Английскому или американскому издателю тургеневской поры пришлись бы больше по вкусу два последних рассказа, потому что ему не составило бы труда определить их жанр. Он сразу же отнес бы их в разряд эссе, типа тех, какие писались Хэзлиттом, и опубликовал бы под названием "Сельские баллады" или же "Истории с привидениями". Но он, несомненно, никак не мог бы взять в толк, почему мы называем их рассказами, ведь в его представлении рассказ - это повествование, которое зиждется на интересе к событиям, а Тургенев от этого попросту отказался, заменив статическими описаниями, характерными для эссе или поэзии. Правда, в конце "Бежина луга" он на мгновение позволяет возникнуть интересу к событию: Павел, самый смелый из четырех парнишек, утверждает, что слышал голос утонувшего товарища, который звал его из речных глубин. Но в последнем абзаце Тургенев намеренно уходит от возможного эффекта, сообщая нам, какая судьба постигла Павла на самом деле:

"Я, к сожалению, должен прибавить, что в том же году Павла не стало. Он не утонул: он убился, упав с лошади. Жаль, славный был парень!"

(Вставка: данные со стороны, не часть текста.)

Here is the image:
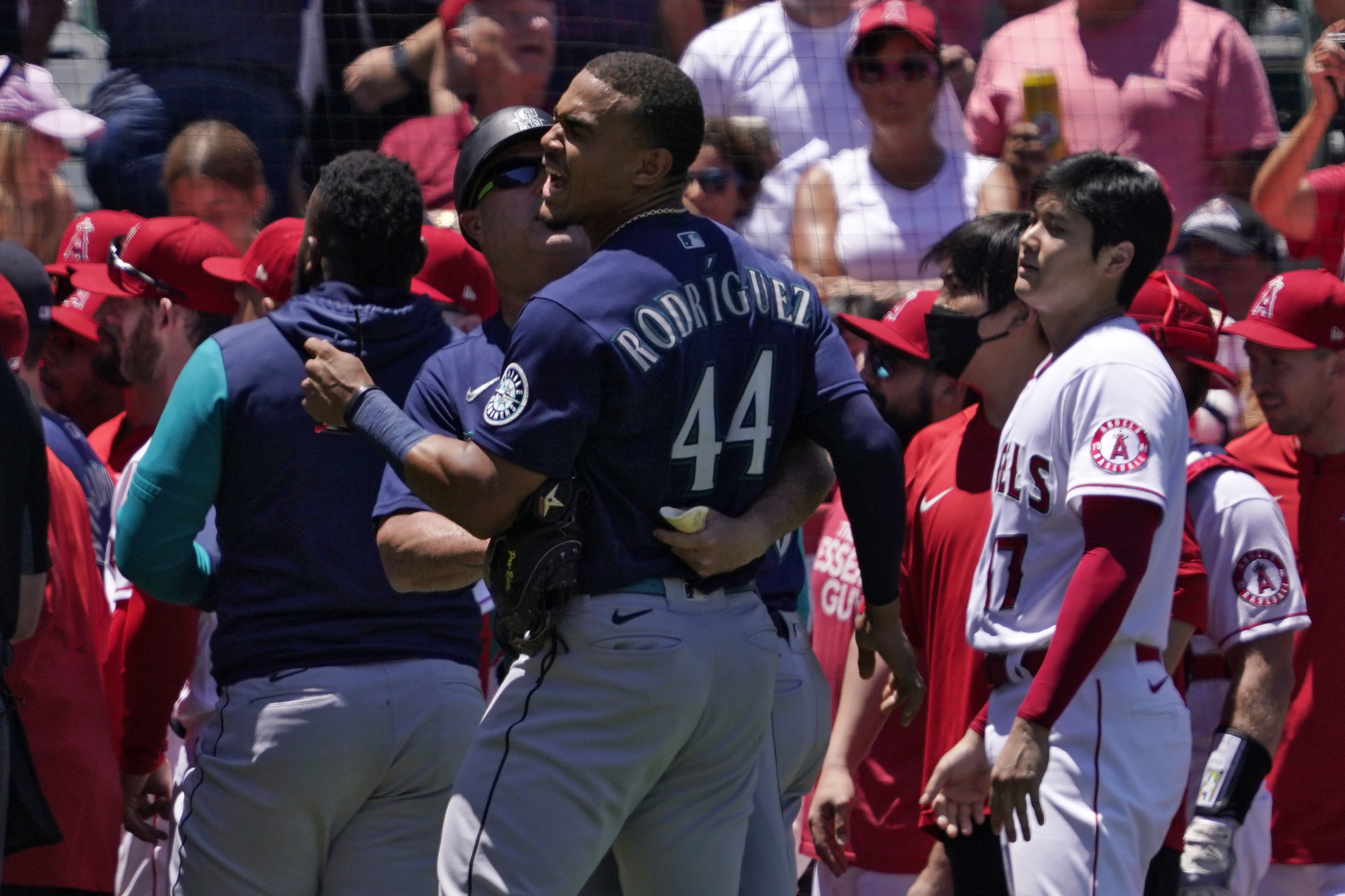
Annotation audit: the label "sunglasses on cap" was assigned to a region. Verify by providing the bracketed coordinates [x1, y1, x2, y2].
[472, 159, 542, 206]
[686, 168, 742, 196]
[108, 234, 187, 299]
[850, 55, 940, 87]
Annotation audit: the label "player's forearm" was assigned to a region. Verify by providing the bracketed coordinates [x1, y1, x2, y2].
[376, 510, 488, 592]
[1251, 102, 1332, 239]
[1018, 496, 1162, 728]
[1223, 632, 1294, 755]
[807, 393, 907, 607]
[823, 638, 888, 775]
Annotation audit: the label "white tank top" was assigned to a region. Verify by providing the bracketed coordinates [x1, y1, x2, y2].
[821, 147, 998, 280]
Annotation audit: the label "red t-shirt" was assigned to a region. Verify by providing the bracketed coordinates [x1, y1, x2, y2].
[1288, 165, 1345, 273]
[901, 405, 1000, 825]
[378, 104, 475, 211]
[1228, 424, 1345, 865]
[802, 495, 934, 874]
[0, 449, 121, 892]
[89, 410, 155, 482]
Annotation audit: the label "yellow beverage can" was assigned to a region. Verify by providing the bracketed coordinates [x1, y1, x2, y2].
[1022, 69, 1066, 161]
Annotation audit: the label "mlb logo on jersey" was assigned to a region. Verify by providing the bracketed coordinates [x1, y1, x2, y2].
[1233, 549, 1288, 607]
[1092, 417, 1148, 474]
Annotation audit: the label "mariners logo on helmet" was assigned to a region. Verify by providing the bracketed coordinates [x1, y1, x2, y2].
[481, 365, 527, 426]
[1092, 417, 1148, 474]
[514, 106, 550, 130]
[1233, 549, 1288, 607]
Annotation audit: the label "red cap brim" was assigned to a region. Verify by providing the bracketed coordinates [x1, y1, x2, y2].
[1224, 320, 1317, 351]
[411, 277, 460, 307]
[51, 305, 98, 342]
[70, 265, 136, 299]
[201, 256, 245, 283]
[835, 315, 930, 361]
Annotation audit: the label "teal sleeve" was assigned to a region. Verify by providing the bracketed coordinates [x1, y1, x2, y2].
[116, 339, 229, 604]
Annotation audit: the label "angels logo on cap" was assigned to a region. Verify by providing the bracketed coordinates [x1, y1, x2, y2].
[1092, 417, 1148, 474]
[514, 106, 550, 130]
[481, 363, 527, 426]
[1233, 549, 1288, 607]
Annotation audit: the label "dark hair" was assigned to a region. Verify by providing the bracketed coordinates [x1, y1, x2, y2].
[584, 51, 705, 178]
[920, 211, 1027, 311]
[312, 149, 425, 287]
[1031, 151, 1173, 308]
[701, 118, 775, 209]
[845, 26, 943, 87]
[827, 292, 891, 320]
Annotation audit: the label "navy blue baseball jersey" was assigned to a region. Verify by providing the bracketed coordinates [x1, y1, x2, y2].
[473, 213, 865, 593]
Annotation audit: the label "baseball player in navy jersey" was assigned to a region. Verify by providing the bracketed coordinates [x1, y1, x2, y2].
[928, 152, 1190, 896]
[306, 52, 923, 896]
[374, 106, 831, 896]
[1128, 272, 1310, 896]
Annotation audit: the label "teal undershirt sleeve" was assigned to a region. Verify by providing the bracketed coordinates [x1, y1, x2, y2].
[116, 339, 229, 604]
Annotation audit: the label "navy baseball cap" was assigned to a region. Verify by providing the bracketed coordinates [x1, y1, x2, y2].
[1174, 195, 1279, 261]
[453, 106, 555, 230]
[0, 239, 52, 358]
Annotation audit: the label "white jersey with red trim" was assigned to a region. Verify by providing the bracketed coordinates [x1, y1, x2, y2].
[967, 318, 1188, 654]
[1186, 441, 1311, 655]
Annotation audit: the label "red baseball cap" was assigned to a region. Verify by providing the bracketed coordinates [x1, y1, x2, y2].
[1224, 268, 1345, 351]
[47, 210, 144, 277]
[201, 218, 304, 305]
[1127, 270, 1237, 389]
[70, 218, 238, 315]
[0, 277, 28, 370]
[51, 289, 108, 342]
[413, 225, 500, 320]
[837, 289, 939, 361]
[846, 0, 939, 55]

Это "снижение" в конце рассказа - превосходный пример высокого тургеневского искусства. "Он не утонул: он убился, упав с лошади". Наверно, Гоголь не погнушался бы таким сюжетом, но он вряд ли отказался бы от возможности наложить последний мазок, чтобы у нас от страха мурашки по телу забегали. Тургенева не устраивал подобного рода страх - дрожь, которая охватывает зимними вечерами собравшихся вокруг лампы детей, чьи мысли заняты призраками и упырями, когда ветер воет за стенами маленького домишки - он хотел, чтобы взрослый человек содрогнулся, задумавшись над таинством человеческой жизни.

* * *

Позднее Тургенев вернулся к форме повествования, уже ранее им опробованной, - к форме nouvelle. За неимением лучшего термина мы будем употреблять слово "повесть", имея в виду то, что по-английски называют коротким романом или длинным рассказом. Различие между этими двумя формами достаточно легко ощутимо, но определить его намного трудней, и такая же трудность возникает, когда требуется провести четкую грань между повестью и романом.

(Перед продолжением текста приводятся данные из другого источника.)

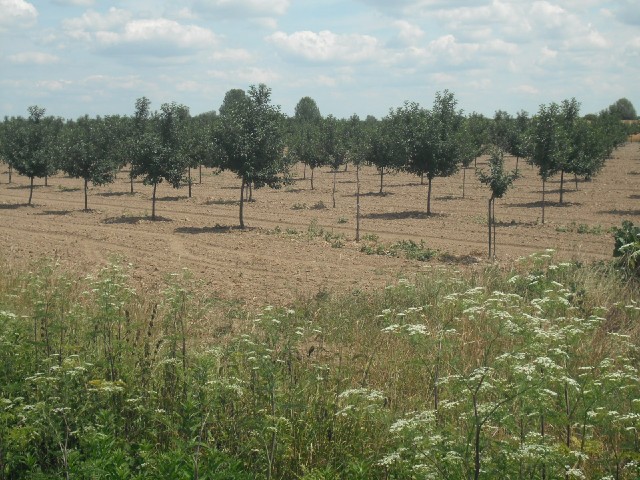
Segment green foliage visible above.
[0,105,63,204]
[59,115,125,210]
[360,236,438,262]
[613,220,640,276]
[0,253,640,480]
[477,149,518,199]
[389,90,470,214]
[608,98,638,120]
[131,97,189,220]
[213,84,289,228]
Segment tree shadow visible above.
[7,183,44,190]
[0,203,35,210]
[343,192,395,198]
[156,195,189,202]
[505,200,582,208]
[204,198,241,206]
[38,210,72,216]
[496,220,538,227]
[96,192,136,197]
[102,215,173,225]
[362,210,449,220]
[598,208,640,216]
[174,223,256,235]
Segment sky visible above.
[0,0,640,118]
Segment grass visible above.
[556,222,612,235]
[360,239,438,262]
[0,253,640,480]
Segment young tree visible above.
[182,115,215,198]
[397,90,463,215]
[608,98,638,120]
[529,103,563,224]
[132,102,189,220]
[0,117,24,183]
[507,110,531,173]
[320,115,348,208]
[465,112,491,167]
[214,84,288,228]
[60,115,120,211]
[129,97,151,193]
[289,97,324,186]
[489,110,513,152]
[10,105,62,205]
[365,115,404,195]
[478,148,518,258]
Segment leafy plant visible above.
[613,220,640,276]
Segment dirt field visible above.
[0,143,640,305]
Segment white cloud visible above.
[393,20,424,45]
[512,85,540,95]
[210,48,255,63]
[80,75,145,90]
[624,37,640,57]
[64,8,218,57]
[194,0,291,17]
[36,80,72,92]
[62,7,132,41]
[53,0,96,7]
[95,18,216,49]
[8,52,60,65]
[207,67,280,86]
[267,30,379,62]
[0,0,38,28]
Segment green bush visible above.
[613,220,640,276]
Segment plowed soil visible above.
[0,143,640,305]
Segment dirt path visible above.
[0,143,640,304]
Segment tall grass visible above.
[0,252,640,479]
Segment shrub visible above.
[613,220,640,276]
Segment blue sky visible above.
[0,0,640,118]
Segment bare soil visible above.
[0,143,640,305]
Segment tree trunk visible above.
[151,182,158,220]
[462,167,467,198]
[542,178,546,225]
[28,177,33,205]
[487,197,493,258]
[356,163,360,242]
[240,177,245,229]
[331,168,338,208]
[491,198,496,258]
[84,178,89,212]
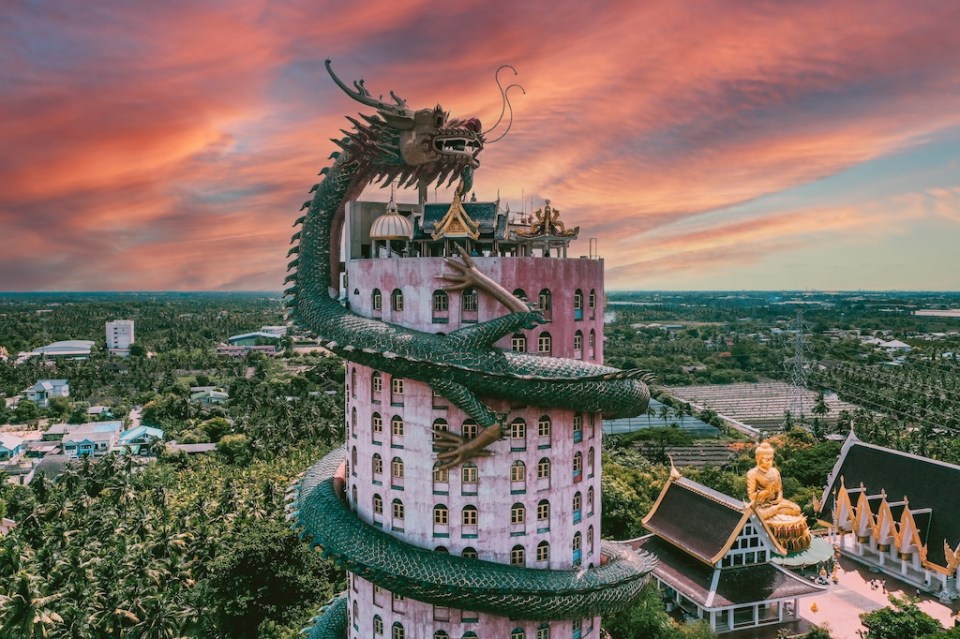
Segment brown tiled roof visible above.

Например, "Ермолай и мельничиха" принадлежит к жанру рассказа - conte, если вам не претит французский термин. То есть все повествование здесь сконцентрировано в одном-единственном эпизоде: с помощью воспоминаний и косвенного повествования события нескольких лет умещаются в происшествия одной ночи. Это чрезвычайно опасный прием, который удается лишь очень взыскательным к себе художникам, - прием, чреватый тем, что смешение экспозиции и развития действия могут запутать и утомить читателя; и более того, эффект от рассказа в целом может оказаться совсем иным, чем от суммы отдельных частей, - как это и случилось с одной из новелл Мопассана, о которой речь впереди, где трогательная история превратилась в непристойный фарс. Как говорилось выше, если бы мне привелось писать об истории, рассказанной в "Ермолае и мельничихе", я бы предпочел форму хронологического повествования, начал бы с начала - с описания того, что пережила Арина у госпожи Зверковой, этого "ангела во плоти", и проследил, как отчаяние толкнуло ее на любовную связь с Петрушкой, а затем попытался объяснить, почему брак с бесчеловечным старым мельником сделал ее случайной любовницей бездельника Ермолая.

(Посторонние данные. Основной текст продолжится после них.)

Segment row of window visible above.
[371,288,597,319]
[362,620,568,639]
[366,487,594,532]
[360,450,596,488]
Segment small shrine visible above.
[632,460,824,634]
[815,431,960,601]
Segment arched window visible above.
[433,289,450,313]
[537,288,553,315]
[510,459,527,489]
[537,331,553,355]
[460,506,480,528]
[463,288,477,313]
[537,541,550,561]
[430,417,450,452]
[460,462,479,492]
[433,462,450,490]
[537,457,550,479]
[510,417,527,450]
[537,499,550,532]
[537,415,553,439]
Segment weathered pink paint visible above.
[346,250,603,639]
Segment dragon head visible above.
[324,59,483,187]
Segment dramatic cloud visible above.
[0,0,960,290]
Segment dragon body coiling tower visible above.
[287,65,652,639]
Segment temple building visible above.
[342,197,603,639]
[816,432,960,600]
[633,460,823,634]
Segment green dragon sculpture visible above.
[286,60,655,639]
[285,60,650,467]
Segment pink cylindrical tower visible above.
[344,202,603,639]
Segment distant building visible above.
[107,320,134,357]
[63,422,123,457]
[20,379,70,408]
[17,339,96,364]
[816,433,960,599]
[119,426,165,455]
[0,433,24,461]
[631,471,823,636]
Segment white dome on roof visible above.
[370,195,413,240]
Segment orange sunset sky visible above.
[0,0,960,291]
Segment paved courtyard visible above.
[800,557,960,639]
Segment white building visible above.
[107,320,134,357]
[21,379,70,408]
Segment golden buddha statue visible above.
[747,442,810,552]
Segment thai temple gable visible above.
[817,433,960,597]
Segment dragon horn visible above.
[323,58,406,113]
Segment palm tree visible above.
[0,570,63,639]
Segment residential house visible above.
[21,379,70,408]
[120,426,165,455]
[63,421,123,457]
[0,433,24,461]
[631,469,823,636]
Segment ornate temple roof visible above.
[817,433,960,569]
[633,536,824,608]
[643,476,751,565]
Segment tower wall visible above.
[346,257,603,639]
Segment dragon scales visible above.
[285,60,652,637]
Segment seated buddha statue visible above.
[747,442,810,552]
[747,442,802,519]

Однако пришлось бы одновременно задать себе вопрос: а можно ли передать эту историю таким образом?, Преимущество conte в том и состоит, что в нем все уже произошло и закончилось еще до того, как начался собственно рассказ. Ведь тут не то важно, какими людьми были Арина и Петрушка в действительной жизни и какую борьбу они вели против предназначенной им судьбы, а то, что судьба эта была уже за них решена, - а это и есть тема тургеневского рассказа. Примись я за характеры, мне непременно пришлось бы спросить себя:

а не было ли в моих героях каких-нибудь слабых черт, повинных в их участи, и так ли уж интересны подробности их борьбы с судьбой, чтобы стоило их описывать?

И, наконец, главный вопрос: не отвлеку ли я, вдаваясь в детали, внимание читателя от жестокого эгоизма, обрекшего двух этих людей на бесплодную жизнь и одиночество, или, если угодно, можно ли вообще создать "Мою последнюю герцогиню", рассказав поведанную в ней историю с точки зрения самой герцогини? Попытайся я изложить события таким образом, мною был бы сделан первый шаг на пути создания романа.

Но именно таким образом и стал писать Тургенев в дальнейшем, и хотя собрание его более поздних рассказов не столь прекрасная книга, как "Записки охотника", в нем есть три шедевра - "Часы", "Пунин и Бабурин"

и "Старые портреты".

Я рассматриваю их как рассказы, а не как повести или романы, что свидетельствует о том, насколько сложно определить различие между этими повествовательными жанрами. Трудность усугубляется еще и тем отношением, какое сложилось к ним у издателей и публики.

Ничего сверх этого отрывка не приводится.